So I was the one acting like a douche? I seem to remember it was you trying to press your negative views on the newer trilogy on men.

But then again, as I said, memory is poopy. i'm the only one I know who actually watches bad movies so I can remind myself why I hate them.


----------



## Chee (May 26, 2009)

I think our first debate was Batman related. I don't remember it either.


----------



## MartialHorror (May 26, 2009)

I think I was annoyed at all the hype "Dark Knight" was getting.


----------



## Vonocourt (May 26, 2009)

MartialHorror said:


> So I was the one acting like a douche? I seem to remember it was you trying to press your negative views on the newer trilogy *on men.*



What's that mean?


----------



## MartialHorror (May 26, 2009)

Vonocourt said:


> What's that mean?



Typo, I meant "me".


----------



## Chee (May 26, 2009)

Martial likes being on men. :ho



> I think I was annoyed at all the hype "Dark Knight" was getting.

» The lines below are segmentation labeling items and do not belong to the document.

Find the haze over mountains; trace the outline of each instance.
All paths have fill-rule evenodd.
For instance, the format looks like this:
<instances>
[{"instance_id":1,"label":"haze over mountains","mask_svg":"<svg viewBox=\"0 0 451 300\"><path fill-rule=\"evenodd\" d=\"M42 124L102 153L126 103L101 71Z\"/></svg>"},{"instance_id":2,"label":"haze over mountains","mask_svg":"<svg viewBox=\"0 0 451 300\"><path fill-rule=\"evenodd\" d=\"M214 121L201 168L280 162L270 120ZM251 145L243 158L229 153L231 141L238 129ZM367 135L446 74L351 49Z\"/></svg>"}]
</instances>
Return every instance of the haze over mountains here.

Wasn't about that...maybe it was Joker related...something about Jack Nicholson or something. Or maybe it was about future TDK sequels...ugh. I hate not knowing. Useless matter anyways.


----------



## MartialHorror (May 26, 2009)

Like how I thought how Nolans next Batman movie should be combined with saw 6?

"Hello Bruce, let's play a little game...."

lol, from the comment, it sounds more like I'm accusing Vono of forcing himself on men....


----------



## Chee (May 26, 2009)

> wan't brainless



You're on a roll today Martial.


----------



## MartialHorror (May 26, 2009)

Chee said:


> You're on a roll today Martial.



Eh? I didn't say that!


----------



## Chee (May 26, 2009)

> If you wan't brainless, non-stop action, this is for you. But the weak plot, characters, narrative and constant plot holes turned it into a mess of a blockbuster.



Yes you did.


----------



## MartialHorror (May 26, 2009)

Dammit! Must correct!


----------



## Castiel (May 27, 2009)

meh, I personally just loved everything about this movie, but I guess most people have become jaded in our time, and that's fine too I guess.


----------